• A high-paid escort says she's had to switch to online videos and phone sex, increasing her working hours while reducing her income by half
  • Strip clubs are suing the federal government for blocking them from taking part in the SBA paycheck protection program
  • A recent report notes sex workers often have inadequate savings and rarely qualify for government aid

Sex industry workers say they are particularly hard it by the coronavirus pandemic, with many forced to choose between practicing their chosen occupation or facing reduced incomes to stay healthy.

E.B. Cotenord, a $500 an hour escort, told the Chicago Tribune she had to switch her business model to subscription video and phone sex, forcing her to put in 70-hour weeks but reducing her income by half.

“It’s a really rough transition,” she said.

Mistress Vivian Grey, a self-described Chicago dominatrix whose services do not include sex, told the Tribune she sees her what she does as a form of therapy and is providing her services over the internet but is still seeing “one or two people a week” in person. She said though some longtime clients have sent her gifts, her income has been cut in half as well.

“To be honest, I think [online] is a fine substitute but it does not replace the real thing,” Mistress Mara, another Chicago dominatrix, told the Tribune, adding she has given up all in-person encounters, fearing someone could have coronavirus but not show symptoms.

“It’s kind of like NutraSweet when you’re used to honey. I much prefer human contact and the conversations. It’s very difficult to have a cerebral dialogue with someone when it’s like, ‘Gee, your time is up for that $2.99-a-minute call.’”

Florida dominatrix MsKitty Black, who said she had been laid off earlier this year from her job in chronic-disease prevention management, called the closing of the Broward County dungeon Command Performance “the end of an era for me.”

“That place closing – it was really hard,” she told Miami New Times.
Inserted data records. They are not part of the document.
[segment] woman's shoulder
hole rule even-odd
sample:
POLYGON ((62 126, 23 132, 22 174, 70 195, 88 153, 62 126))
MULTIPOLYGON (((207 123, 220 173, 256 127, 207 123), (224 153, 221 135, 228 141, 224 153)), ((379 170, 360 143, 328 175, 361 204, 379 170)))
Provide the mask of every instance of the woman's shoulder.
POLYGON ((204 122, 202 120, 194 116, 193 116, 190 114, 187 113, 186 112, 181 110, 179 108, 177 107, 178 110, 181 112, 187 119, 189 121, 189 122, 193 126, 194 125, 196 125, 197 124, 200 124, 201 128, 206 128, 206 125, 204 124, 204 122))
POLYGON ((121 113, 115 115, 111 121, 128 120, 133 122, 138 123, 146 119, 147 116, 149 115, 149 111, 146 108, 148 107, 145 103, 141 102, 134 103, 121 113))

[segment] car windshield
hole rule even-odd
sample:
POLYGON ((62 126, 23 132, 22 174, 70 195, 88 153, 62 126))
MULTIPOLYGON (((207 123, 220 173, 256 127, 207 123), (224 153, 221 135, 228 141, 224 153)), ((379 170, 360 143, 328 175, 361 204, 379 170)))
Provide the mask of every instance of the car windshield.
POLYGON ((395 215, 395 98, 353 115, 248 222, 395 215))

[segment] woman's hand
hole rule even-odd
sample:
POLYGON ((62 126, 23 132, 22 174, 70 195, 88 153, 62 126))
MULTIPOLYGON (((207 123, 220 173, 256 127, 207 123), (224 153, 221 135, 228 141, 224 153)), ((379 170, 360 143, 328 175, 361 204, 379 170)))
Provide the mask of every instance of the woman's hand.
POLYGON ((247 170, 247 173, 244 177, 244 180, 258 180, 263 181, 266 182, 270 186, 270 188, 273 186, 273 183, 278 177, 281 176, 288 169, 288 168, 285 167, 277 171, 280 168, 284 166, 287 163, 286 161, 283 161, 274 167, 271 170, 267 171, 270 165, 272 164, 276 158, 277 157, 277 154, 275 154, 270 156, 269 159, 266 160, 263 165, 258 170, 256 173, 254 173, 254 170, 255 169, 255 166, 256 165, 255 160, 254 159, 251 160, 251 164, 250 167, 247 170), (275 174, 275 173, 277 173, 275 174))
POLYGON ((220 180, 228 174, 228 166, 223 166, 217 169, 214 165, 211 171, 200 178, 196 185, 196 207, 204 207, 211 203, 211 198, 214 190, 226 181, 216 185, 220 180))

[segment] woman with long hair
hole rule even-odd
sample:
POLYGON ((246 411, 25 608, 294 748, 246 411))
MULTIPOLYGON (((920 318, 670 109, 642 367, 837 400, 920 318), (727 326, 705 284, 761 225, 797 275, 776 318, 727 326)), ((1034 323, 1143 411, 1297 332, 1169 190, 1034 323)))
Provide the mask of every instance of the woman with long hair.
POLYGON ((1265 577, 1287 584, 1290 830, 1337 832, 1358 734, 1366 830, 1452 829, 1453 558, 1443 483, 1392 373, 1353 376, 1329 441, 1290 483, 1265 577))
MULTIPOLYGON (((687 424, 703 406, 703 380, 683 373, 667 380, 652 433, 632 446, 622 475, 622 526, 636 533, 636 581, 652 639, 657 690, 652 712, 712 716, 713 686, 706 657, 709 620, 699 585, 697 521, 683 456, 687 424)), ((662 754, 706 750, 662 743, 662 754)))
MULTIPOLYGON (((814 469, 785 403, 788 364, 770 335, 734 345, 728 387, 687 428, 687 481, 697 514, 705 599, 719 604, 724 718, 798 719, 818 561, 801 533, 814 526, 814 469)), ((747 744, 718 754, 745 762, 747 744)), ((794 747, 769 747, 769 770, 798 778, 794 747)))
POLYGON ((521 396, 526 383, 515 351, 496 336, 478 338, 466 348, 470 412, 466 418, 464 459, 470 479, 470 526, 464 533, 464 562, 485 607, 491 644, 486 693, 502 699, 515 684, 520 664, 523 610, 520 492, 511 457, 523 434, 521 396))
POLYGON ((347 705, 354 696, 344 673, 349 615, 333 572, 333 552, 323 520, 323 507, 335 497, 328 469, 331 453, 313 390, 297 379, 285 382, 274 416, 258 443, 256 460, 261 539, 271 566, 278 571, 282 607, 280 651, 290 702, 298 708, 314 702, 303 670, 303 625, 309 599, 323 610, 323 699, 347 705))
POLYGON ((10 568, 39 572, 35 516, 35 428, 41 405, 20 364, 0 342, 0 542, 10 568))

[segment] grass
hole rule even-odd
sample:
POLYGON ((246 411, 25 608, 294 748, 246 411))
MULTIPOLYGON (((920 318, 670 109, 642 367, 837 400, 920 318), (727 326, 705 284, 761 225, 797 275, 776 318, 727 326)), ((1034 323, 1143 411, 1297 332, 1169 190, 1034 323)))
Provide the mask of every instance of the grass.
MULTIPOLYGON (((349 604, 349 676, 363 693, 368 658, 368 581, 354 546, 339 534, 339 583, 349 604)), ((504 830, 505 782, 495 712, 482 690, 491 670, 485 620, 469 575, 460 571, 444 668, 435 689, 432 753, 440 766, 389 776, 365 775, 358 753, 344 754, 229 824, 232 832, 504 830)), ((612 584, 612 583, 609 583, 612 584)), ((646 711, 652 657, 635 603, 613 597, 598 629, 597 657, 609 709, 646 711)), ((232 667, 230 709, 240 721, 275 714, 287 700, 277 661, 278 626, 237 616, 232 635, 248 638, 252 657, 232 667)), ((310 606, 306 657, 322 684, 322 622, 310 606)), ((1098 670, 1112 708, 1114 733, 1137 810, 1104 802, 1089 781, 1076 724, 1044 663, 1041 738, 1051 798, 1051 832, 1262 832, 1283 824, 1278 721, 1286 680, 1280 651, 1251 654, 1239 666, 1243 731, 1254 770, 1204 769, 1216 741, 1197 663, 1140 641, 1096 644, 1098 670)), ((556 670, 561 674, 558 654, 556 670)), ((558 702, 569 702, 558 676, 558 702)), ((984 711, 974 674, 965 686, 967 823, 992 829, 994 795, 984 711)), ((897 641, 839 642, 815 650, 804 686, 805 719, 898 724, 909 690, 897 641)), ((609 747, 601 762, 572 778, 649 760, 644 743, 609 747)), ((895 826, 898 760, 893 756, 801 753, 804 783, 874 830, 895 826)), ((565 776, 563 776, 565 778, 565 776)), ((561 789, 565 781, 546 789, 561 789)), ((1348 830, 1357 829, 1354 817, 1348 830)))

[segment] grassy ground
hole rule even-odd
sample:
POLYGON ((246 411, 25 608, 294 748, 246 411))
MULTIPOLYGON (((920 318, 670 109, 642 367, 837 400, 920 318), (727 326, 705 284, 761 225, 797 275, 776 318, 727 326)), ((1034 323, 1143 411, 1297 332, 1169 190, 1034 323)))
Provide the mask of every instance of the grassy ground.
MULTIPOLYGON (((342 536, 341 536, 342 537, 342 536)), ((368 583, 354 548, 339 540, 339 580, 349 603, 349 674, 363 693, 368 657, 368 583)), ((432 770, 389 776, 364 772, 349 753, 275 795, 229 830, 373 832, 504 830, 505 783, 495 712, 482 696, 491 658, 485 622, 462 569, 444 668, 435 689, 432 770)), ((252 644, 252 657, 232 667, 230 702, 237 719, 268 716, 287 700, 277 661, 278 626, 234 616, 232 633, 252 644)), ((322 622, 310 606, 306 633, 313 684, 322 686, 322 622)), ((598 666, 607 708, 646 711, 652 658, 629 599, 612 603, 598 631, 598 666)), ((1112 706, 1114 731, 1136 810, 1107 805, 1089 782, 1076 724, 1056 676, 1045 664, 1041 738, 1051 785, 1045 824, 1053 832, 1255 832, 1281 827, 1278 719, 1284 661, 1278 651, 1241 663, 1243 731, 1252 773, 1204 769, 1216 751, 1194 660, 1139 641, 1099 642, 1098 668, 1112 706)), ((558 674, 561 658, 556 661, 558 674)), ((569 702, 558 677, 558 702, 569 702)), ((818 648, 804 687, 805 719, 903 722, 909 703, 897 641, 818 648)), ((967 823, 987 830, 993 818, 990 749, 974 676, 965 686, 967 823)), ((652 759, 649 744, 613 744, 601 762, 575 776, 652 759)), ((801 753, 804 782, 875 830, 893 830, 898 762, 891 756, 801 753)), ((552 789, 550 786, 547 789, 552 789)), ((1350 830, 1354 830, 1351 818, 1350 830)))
Adult night clubs have complained the Small Business Administration shut them out of paycheck protection loans because of a longstanding rule that excludes live performances that are “prurient sexual [in] nature” from SBA loans.

“This is not an adult entertainment issue,” Luke Lirot, a Florida attorney who represents the Admiral Theater in Chicago, which filed suit May 8, told the Chicago Tribune. “This a guy that sweeps the floor that’s not getting a paycheck issue.”

The 7th U.S. Circuit Court of Appeals Wednesday struck down the SBA restriction in a Milwaukee case.

In Nevada, madams have been working on a brothel reopening blueprint, which would include temperature checks, face masks and limiting the number of women available to service clients. Rooms also are to be sanitized between encounters once the state allows them to reopen.

“Once everything has been cleaned and sanitized, we’ll put a seal on the door,” Sheri’s Ranch Madam Dena told KSNV, Las Vegas. “It would be the customer and the girl who have to break that seal, so they know it has been done and there is no question.”

Alice Little, a legal prostitute at the Moonlite Bunny Ranch in Carson City, Nevada, said in a blog post reopening brothels presents a whole host of issues.

“I’m certain that wearing masks will generally become the “new normal” in the common areas of a legal brothel, but what about in the bedroom? Each individual brothel sex worker is an independent contractor that sets her own rates for services, and sets her own rules in her boudoir. Although face coverings may end up being be optional for customers in the common areas of the brothel, most sex workers may require their customers to wear masks during sex. For many brothel patrons, this mask-wearing rule could be a bummer or even a deal-breaker,” she said.

A recent report by the International Committee on the Rights of Sex Workers in Europe indicated, sex workers are being particularly hard hit economically because of the pandemic, noting few have adequate savings and rarely benefit from government response and recovery plans.

Bernie Bowen-Thomson, who heads up the Wales StreetLife project that helps women trapped in prostitution called the situation “heartbreaking” because selling sex is their only source of income. One woman told the BBC men still keep asking her if she does meet-ups.

“When I say 'no' they just say, 'Please, it'll only take a few minutes.' But in those few minutes, they could still give you the virus,” she said.

In Germany, lawmakers are taking the opportunity to consider a permanent ban on brothels as the country begins to open back up, fearing prostitutes could become “superspreaders.”

“Sexual activities are not compatible with social distancing measures," 16 lawmakers said in a letter to the premiers of 16 German states.